|Posted:||December 4, 2012 11:35 AM|
|From:||Senator Stewart J. Greenleaf|
|To:||All Senate members|
|Subject:||Neighborhood Electric Vehicles (Zero Emissions)|
|I am reintroducing Senate Bill 52, amending the Vehicle Code, Title 75 of the Pennsylvania Consolidated Statutes, to provide for the operation of Neighborhood Electric Vehicles (NEVs) on certain highways or roadways in the Commonwealth.
A low speed electric vehicle, also referred to as a neighborhood electric vehicle, is defined by the National Highway Traffic Safety Administration as any four-wheeled electric vehicle whose top speed is greater than 20 miles per hour but not greater than 25 miles per hour. While these electric vehicles must meet specific federal safety standards, the Pennsylvania Department of Transportation has determined that they cannot be legally driven on state roadways since they fail to meet state safety inspection requirements for a passenger vehicle.
My legislation permits the operation of NEVs on any highway or roadway where the posted speed limit is 25 miles per hour or less. The measure gives discretion to the Secretary of Transportation and local governments to approve travel on selected roadways under their jurisdiction with a posted speed limit between 25 and 35 miles per hour.
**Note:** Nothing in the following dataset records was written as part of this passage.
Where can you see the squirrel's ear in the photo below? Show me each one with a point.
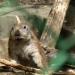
(18, 20)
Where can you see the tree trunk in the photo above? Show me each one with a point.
(54, 23)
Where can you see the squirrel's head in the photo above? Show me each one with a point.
(21, 31)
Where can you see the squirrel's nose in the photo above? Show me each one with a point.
(17, 33)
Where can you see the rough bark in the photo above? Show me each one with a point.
(54, 23)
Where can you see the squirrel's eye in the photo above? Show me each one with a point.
(24, 27)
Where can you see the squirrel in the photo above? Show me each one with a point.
(24, 47)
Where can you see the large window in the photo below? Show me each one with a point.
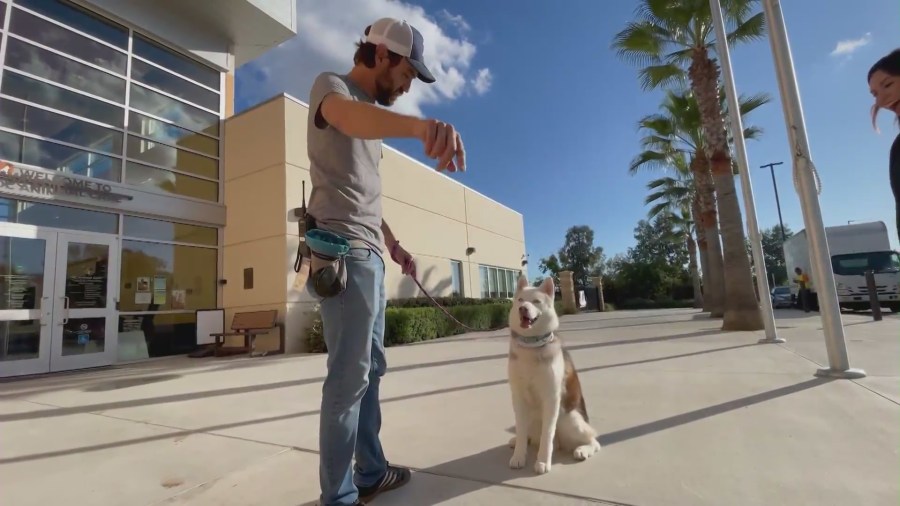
(40, 214)
(74, 99)
(456, 277)
(168, 272)
(497, 282)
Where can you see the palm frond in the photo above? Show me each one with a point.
(650, 160)
(638, 43)
(664, 75)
However, it also gives them the authority to prohibit the operation of these vehicles on any roadway under their jurisdiction if they determine it is necessary in the interest of safety. It also requires NEVs crossing roadways with posted speed limits greater than 35 miles per hour to do so only at signalized intersections.
Under the bill, NEVs are considered motor vehicles and must comply with the rules of the road and safety provisions (i.e., restraint systems) like other motor vehicles. A NEV shall be considered a passenger car for the purposes of titling, registration and licensing, and the vehicle shall not be operated at a time in which the number of passengers exceeds the number of available seat belts in the vehicle. In addition, an operator of an NEV must maintain financial responsibility.
These electric vehicles shall be equipped in accordance with federal safety requirements (49 C.F.R. 571.500), which include items such as headlamps; stop lamps; turn signal lamps; a windshield; a speedometer; an odometer; brakes for each wheel; and seat belts. In addition to the federal safety requirements mentioned above, the bill requires additional equipment (i.e., an odometer, a speedometer, windshield wiper, horn , battery charge indicator and a 25 MPH decal on bumper) in order to operate. Finally, NEVs would not be subject to regular emission inspections and would be exempt from section 4703 of the Vehicle Code (operation of a vehicle without official certificate of inspection) given that they meet federal motor vehicle safety standards.
NEVs are very friendly to the environment as compared to gas or diesel-powered vehicles as they produce no emissions. These zero-emission vehicles will not only provide for cleaner air but reduce noise pollution and traffic congestion. Given the high cost of gasoline, NEVs provide a more cost-effective means for transportation and reduce our dependence on foreign oil. In addition, electric vehicles such as these are more desirable for transportation within cities. According to the Insurance Institute for Highway Safety, Pennsylvania is one of only four states which do not legally permit NEVs from being driven on roadways. This bill is modeled after the New Jersey legislation which was signed into law in 2006.
The Pennsylvania Automotive Association fully supports this bill. Passage of this measure will allow us to join a majority of states in protecting the environment by providing an alternative to gas or diesel-powered vehicles.
During the 2011-2012 legislative session, Senate Bill 52 was approved by the Senate.